This is close to H3's "<100 LOC" hypothesis. The script is simple because: - No content transformation (just split + frontmatter inject) - No link rewriting (relative links still work within MkDocs) - No parsing beyond ## heading detection

BUT: link rewriting IS needed for cross-references between artifacts. Example: knowledge/convention.md references [RF TFW-18](../../TFW-18__knowledge_consolidation/RF__PhaseB__knowledge_quality.md) §6 — this link points to tasks/ which is NOT in the docs output. These become dead links. Two options: 1. Accept dead links in docs (they work in the repo, not in the site) 2. Strip task references from docs output (lossy but clean) 3. Include task artifacts in docs (scope explosion)

Recommendation: Option 1 — accept dead links. The docs site is a compiled view. Source links to tasks/ work in the repo context (GitHub), not in the docs context. This is a known, documented limitation.

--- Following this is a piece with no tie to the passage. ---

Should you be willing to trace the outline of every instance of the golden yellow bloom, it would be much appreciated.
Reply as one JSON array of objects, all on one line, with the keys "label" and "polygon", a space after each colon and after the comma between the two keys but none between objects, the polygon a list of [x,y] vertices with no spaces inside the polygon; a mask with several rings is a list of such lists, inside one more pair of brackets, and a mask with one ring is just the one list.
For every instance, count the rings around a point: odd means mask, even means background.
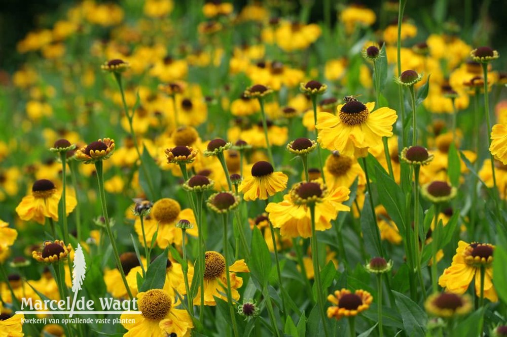
[{"label": "golden yellow bloom", "polygon": [[439,284],[452,292],[463,293],[475,279],[476,293],[479,296],[481,291],[480,269],[484,268],[484,297],[491,302],[496,302],[498,297],[493,285],[491,266],[494,250],[495,246],[488,243],[468,244],[460,241],[452,263],[439,278]]},{"label": "golden yellow bloom", "polygon": [[76,152],[76,158],[86,164],[94,163],[97,160],[105,160],[113,155],[115,151],[115,141],[110,138],[99,139],[92,142],[86,147]]},{"label": "golden yellow bloom", "polygon": [[439,317],[450,318],[466,315],[472,310],[470,297],[452,292],[435,293],[424,303],[428,313]]},{"label": "golden yellow bloom", "polygon": [[[175,334],[190,336],[194,327],[188,312],[175,308],[174,298],[163,289],[152,289],[137,294],[138,307],[141,315],[126,311],[120,319],[128,331],[124,336],[165,337]],[[133,322],[134,323],[130,323]]]},{"label": "golden yellow bloom", "polygon": [[288,177],[281,172],[274,172],[267,161],[258,161],[252,166],[251,176],[246,177],[238,191],[245,200],[265,200],[287,186]]},{"label": "golden yellow bloom", "polygon": [[493,125],[489,151],[503,164],[507,164],[507,124]]},{"label": "golden yellow bloom", "polygon": [[[206,251],[204,254],[204,305],[216,305],[213,297],[227,301],[225,287],[227,284],[225,270],[225,259],[219,252],[213,251]],[[195,269],[194,269],[194,271]],[[238,276],[236,273],[249,273],[248,267],[245,260],[239,260],[229,267],[229,276],[231,279],[231,291],[232,298],[235,301],[239,299],[238,289],[243,285],[243,278]],[[193,278],[193,274],[189,273],[189,279]],[[201,291],[199,287],[194,299],[194,304],[199,305],[201,303]]]},{"label": "golden yellow bloom", "polygon": [[34,250],[32,252],[32,257],[39,262],[53,263],[66,259],[71,250],[72,246],[70,243],[66,246],[63,241],[60,240],[46,241],[41,251]]},{"label": "golden yellow bloom", "polygon": [[364,290],[356,290],[352,293],[344,288],[329,295],[328,301],[334,305],[328,308],[328,317],[338,320],[343,317],[356,316],[367,310],[373,301],[373,297]]},{"label": "golden yellow bloom", "polygon": [[[41,179],[32,186],[31,194],[24,196],[16,207],[20,219],[25,221],[33,220],[44,224],[46,218],[58,220],[58,203],[61,192],[56,189],[50,180]],[[76,198],[67,190],[66,196],[66,213],[71,212],[77,204]]]},{"label": "golden yellow bloom", "polygon": [[319,143],[347,156],[366,156],[368,148],[380,144],[382,137],[392,135],[392,124],[397,118],[396,111],[386,107],[370,113],[374,107],[373,103],[353,101],[339,105],[338,116],[318,113]]}]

E5: New Files Required in TFW Project

For a TFW project to get docs, it needs:

File Purpose Size
mkdocs.yml MkDocs configuration — theme, plugins, nav ~30 lines
scripts/gen_docs.py mkdocs-gen-files script — reads artifacts, writes docs ~80-120 lines
.github/workflows/docs.yml GitHub Actions deploy workflow ~20 lines
.gitlab-ci.yml section GitLab Pages job (if needed) ~10 lines
requirements-docs.txt Python deps for docs build ~5 lines

Total new files: 3-4 (not all projects need both GH+GL CI).

E6: MkDocs Configuration Sketch

site_name: "Project Docs"  # From PROJECT_CONFIG project.name
site_url: "https://tfw.saubakirov.kz"
theme:
  name: material
  features:
    - navigation.sections
    - navigation.expand
    - search.suggest
    - content.code.copy
plugins:
  - search
  - gen-files:
      scripts:
        - scripts/gen_docs.py
  - literate-nav:
      nav_file: SUMMARY.md
nav:
  - Home: index.md
  - Getting Started: getting-started.md
  - Concepts:
    - Philosophy & Design: concepts/philosophy.md
  - Architecture:
    - Principles: architecture/principles.md
    - Decisions: architecture/decisions.md
    - Legacy: architecture/legacy.md
  - Knowledge:
    - knowledge/*.md  # Auto-expanded
  - Reference:
    - Conventions: reference/conventions.md
    - Glossary: reference/glossary.md
    - Tech Debt: reference/tech-debt.md
    - Changelog: reference/changelog.md

Checkpoint

Found Remaining
Compilable contract defined — 8 artifact types with strict structure requirements Need to validate: does the current artifact structure actually match the contract? (audited: YES, it does)
Most artifacts need minimal transformation (frontmatter + copy) Only KNOWLEDGE.md and README.md need splitting/extraction
gen-files script ~80-120 LOC — close to H3 hypothesis Need to challenge: is link rewriting really not needed?
New files in project: 3-4 (mkdocs.yml, gen_docs.py, CI workflow, requirements) Acceptable scope — not invasive
Dead links from task references are a known limitation Decision needed: accept vs strip vs include tasks

Sufficiency: - [x] External source used? (No additional external needed — this stage was internal artifact audit) - [x] Briefing gap closed? (Compilable contract defined, source mapping revised)

Deep mode: - [x] Hypothesis tested? (H1: partially confirmed — copy + frontmatter for 7/10 artifacts. H3: ~100 LOC plausible. H6: current structure IS sufficient) - [x] Counter-evidence sought? (Link rewriting identified as gap. Dead links = known limitation)

Metacognitive check: I confirmed H6 (structure is already sufficient) through direct audit. This is confirmation, not new discovery. But the dead links issue IS new — it's a real gap that the HL §6 DoF doesn't mention. The contract specification in E2 is the most valuable output — it makes the implicit structure explicit.

Stage complete: YES → User decision: ___